We’re frequently asked questions by our clients about insurance matters and answer some of the regular queries we receive in the list below.
If you’ve got a question on an insurance related matter that you’d like to see added to this list, please email us at firstname.lastname@example.org and we’ll endeavour to answer and update the blog post.
1. What’s IPT and why do I have to pay it on my insurance?
IPT stands for Insurance Premium Tax – introduced by the government in 1994. As a tax, it is a legal requirement on all insurance policies, unless they are specifically exempt (such as life insurance or some commercial insurances). The current rate of IPT is 6% (as at April 2015).
2. Why don’t insurers issue public liability certificates?
Because public liability is, in most cases, not compulsory, insurers do not generally issue certificates of insurance with the policy documents. Insurance certificates are normally only issued for compulsory classes of insurance such as employers’ liability and motor insurance.
3. As a contractor, why am I asked about professional indemnity insurance on my contract questionnaires?
Some contractors will provide an advisory service or another professional service (e.g. design/planning) in addition to any manual work they carry out. They could be challenged on this element if an error occurred and professional indemnity insurance would cover this.
4. Do I insure stock on the basis of cost to me or the retail price?
You should insure stock at the cost price to you.

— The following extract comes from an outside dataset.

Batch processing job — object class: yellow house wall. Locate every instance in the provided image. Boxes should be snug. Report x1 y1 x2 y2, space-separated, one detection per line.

5. What’s the difference between the declared value and the sum insured?
The declared value is the cost of rebuilding premises (or replacing contents) on the first day of each insurance period. The sum insured will include a percentage uplift designed to cover inflation during the insurance year (and during the subsequent period required for designing, planning, tendering and actual reconstruction, however long that might take).
6. What’s the difference between reinstatement and indemnity?
Reinstatement cover means that the insurers will pay the cost of replacement with a new item which is equal to but not better than the item lost or damaged. Indemnity means that the insurance will only pay for the market (second-hand) value of the item.